Patent Application
20250057421
Conventional medical practices are often limited to in-person meetings between a patient and a medical professional. This can be a great burden on a patient, particularly where the patient lives a significant distance away from a corresponding medical center, or if the patient's medical condition requires numerous patient-medical professional interactions.
Telemedicine offers the ability to reduce these patient burdens. However, while advances have been made in telemedicine, conventional telemedicine platforms are limited in their ability to perform certain examinations. For example, it is difficult to provide remote generic neuro-ophthalmic examinations, as the patient may experience one or more neuro-ophthalmic examinations condition or symptoms unique to the patient.
One aspect of the invention provides a computer-implemented method including: (a) receiving a set of neuro-ophthalmic examination results for a patient; (b) identifying, from the set of neuro-ophthalmic examination results, a set of patient characteristics; and (c) adjusting one or more parameters of subsequent electronic neuro-ophthalmic examinations based on the set of patient characteristics.
Another aspect of the invention provides a system for generating a set of neuro-ophthalmic examinations. The system includes a display screen. The system also includes one or more processors configured to execute a set of instructions that cause the one or more processors to: (a) receive a set of neuro-ophthalmic examination results for a patient; (b) identify, from the set of neuro-ophthalmic examination results, a set of patient characteristics; and (c) adjust one or more parameters of the set of electronic neuro-ophthalmic examinations based on the set of patient characteristics.
Another aspect of the invention provides a computer-readable medium for generating a neuro-ophthalmic examination report. The computer-readable medium includes one or more processors. The computer-readable medium also includes memory. The computer-readable medium also includes a set of instructions stored in the memory that, when executed by the one or more processors, cause the one or more processors to: (a) receive a set of neuro-ophthalmic examination results for a patient; (b) identify, from the set of neuro-ophthalmic examination results, a set of patient characteristics; and (c) adjust one or more parameters of the set of electronic neuro-ophthalmic examinations based on the set of patient characteristics.
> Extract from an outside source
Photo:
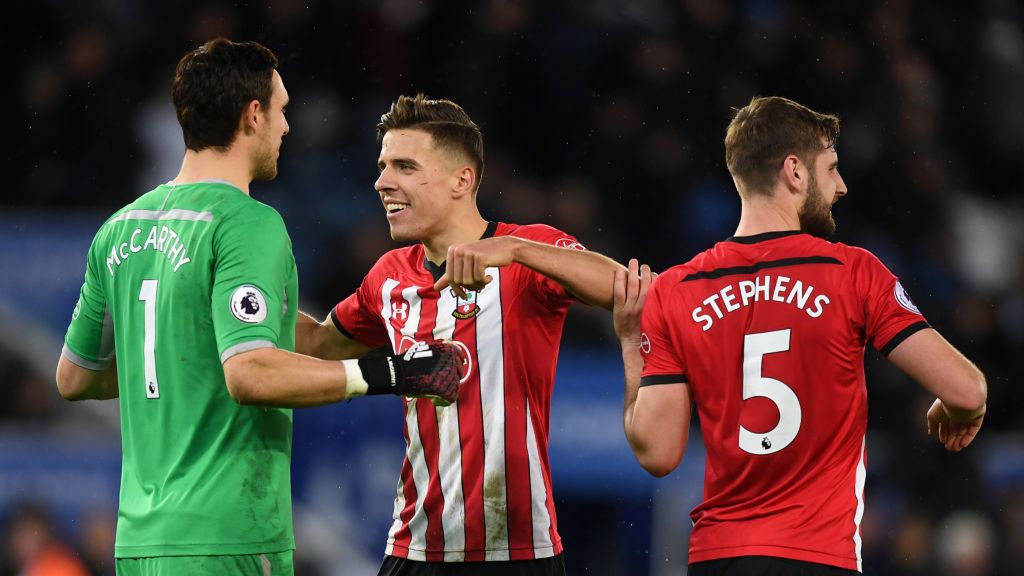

For a fuller understanding of the nature and desired objects of the present invention, reference is made to the following detailed description taken in conjunction with the accompanying drawing figures wherein like reference characters denote corresponding parts throughout the several views.
The instant invention is most clearly understood with reference to the following definitions.
As used herein, the singular form “a,” “an,” and “the” include plural references unless the context clearly dictates otherwise.
Unless specifically stated or obvious from context, as used herein, the term “about” is understood as within a range of normal tolerance in the art, for example within 2 standard deviations of the mean. “About” can be understood as within 10%, 9%, 8%, 7%, 6%, 5%, 4%, 3%, 2%, 1%, 0.5%, 0.1%, 0.05%, or 0.01% of the stated value. Unless otherwise clear from context, all numerical values provided herein are modified by the term about.
As used in the specification and claims, the terms “comprises,” “comprising,” “containing,” “having,” and the like can have the meaning ascribed to them in U.S. patent law and can mean “includes,” “including,” and the like.
Unless specifically stated or obvious from context, the term “or,” as used herein, is understood to be inclusive.
Ranges provided herein are understood to be shorthand for all of the values within the range. For example, a range of 1 to 50 is understood to include any number, combination of numbers, or sub-range from the group consisting 1, 2, 3, 4, 5, 6, 7, 8, 9, 10, 11, 12, 13, 14, 15, 16, 17, 18, 19, 20, 21, 22, 23, 24, 25, 26, 27, 28, 29, 30, 31, 32, 33, 34, 35, 36, 37, 38, 39, 40, 41, 42, 43, 44, 45, 46, 47, 48, 49, or 50 (as well as fractions thereof unless the context clearly dictates otherwise).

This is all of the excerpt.